When I was in 4th grade, I wrote an indignant letter to our local politician about the amount of trash and general neglect in and around the canal nearby. I even went down and took photos and gave my parents my pocket money to get them developed so I could send my EVIDENCE. A few weeks later, the politician sent a formal letter back to my school and got the place tidied up. And thus, a letter writing monster was born...
posted by recklessbrother at 9:05 PM on February 15, 2018 [7 favorites]


My parents never took away my books, but they would tell me I could read one chapter before bed. So I would read Julie of the Wolves because the book was divided in three big sections with no chapters, so I could read a third of the book without being the rules
posted by ChuraChura at 9:53 PM on February 15, 2018 [5 favorites]


Man, all these book stories. Where are my people who, uh, weren't voracious readers?

I always felt dumb because I wasn't obsessed with books like my sister was. She was reading Vonnegut in middle school, and I was, like, thumbing my way through picture books that showed the layout of castles and stuff (Stephen Biesty was always my favorite). I didn't hate reading, and I read a few books here and there, but for the most part I was never much of a reader, even though I could read at a young age. It sucked, because reading a lot was always the marker for "smart," but I could never follow anything I read; even now I have to read stuff over and over again before it sinks in (to say nothing about how I forget who all the different characters are).

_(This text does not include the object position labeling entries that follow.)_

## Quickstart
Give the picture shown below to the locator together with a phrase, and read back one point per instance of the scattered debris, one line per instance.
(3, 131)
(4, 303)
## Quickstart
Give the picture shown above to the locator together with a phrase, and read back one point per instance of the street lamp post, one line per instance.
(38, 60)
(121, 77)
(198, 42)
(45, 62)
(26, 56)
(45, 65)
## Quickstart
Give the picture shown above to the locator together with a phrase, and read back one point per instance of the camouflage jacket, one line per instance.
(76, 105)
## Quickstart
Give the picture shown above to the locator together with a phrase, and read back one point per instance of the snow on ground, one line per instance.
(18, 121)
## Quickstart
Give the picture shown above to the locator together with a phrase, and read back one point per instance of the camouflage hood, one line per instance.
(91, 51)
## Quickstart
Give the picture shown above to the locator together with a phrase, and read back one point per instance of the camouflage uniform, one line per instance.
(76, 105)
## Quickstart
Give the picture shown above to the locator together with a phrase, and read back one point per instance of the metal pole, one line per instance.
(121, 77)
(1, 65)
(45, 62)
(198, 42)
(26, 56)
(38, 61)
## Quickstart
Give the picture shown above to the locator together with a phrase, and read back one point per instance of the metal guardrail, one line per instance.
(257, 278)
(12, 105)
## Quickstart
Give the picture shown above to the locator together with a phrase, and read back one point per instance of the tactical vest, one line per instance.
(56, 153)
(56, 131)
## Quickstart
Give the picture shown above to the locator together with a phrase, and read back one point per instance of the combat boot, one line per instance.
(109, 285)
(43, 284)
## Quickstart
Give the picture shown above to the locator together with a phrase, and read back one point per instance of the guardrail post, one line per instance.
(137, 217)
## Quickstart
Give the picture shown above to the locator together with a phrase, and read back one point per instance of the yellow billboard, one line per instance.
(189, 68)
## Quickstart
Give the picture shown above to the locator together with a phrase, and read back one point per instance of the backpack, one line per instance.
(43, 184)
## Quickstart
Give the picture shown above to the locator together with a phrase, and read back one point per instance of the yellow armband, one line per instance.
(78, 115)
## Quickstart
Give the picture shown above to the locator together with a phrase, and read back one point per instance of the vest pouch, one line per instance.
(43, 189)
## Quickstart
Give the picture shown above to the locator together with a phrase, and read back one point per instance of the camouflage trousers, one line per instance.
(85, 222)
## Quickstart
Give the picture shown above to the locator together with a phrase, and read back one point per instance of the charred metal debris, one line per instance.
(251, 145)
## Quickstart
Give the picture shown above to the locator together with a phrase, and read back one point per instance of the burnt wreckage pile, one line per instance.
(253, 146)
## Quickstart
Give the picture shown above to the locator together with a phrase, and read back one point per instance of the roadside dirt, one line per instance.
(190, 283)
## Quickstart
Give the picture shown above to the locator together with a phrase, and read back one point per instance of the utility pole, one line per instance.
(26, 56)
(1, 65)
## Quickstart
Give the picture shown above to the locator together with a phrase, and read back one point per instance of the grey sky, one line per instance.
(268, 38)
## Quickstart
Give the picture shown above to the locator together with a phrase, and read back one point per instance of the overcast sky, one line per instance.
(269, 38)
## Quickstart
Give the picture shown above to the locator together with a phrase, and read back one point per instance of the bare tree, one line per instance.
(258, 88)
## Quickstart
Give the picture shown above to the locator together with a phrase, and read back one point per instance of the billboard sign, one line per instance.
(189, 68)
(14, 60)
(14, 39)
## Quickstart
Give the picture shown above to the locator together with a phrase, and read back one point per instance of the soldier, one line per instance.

That said, another story that probably says something about me is that I was placed in a remedial "learn to study" class in 8th grade, and somehow, despite this being a class meant to instill discipline in us, I spent the whole year ignoring everyone and reading books on my own. I don't know how I got away with it, since everyone else was being graded on "learn to manage your assignments" worksheets and whatnot, but I could be extremely stubborn. I probably only read two books, and it probably took the whole year to read them, but I read the Martian Chronicles and a Michael Crichton book (I'm pretty sure it was The Lost World). So, despite my chronic inability to follow a novel, and despite being in a class that was supposed to teach me how to pay attention, I managed to spend the whole time reading by myself.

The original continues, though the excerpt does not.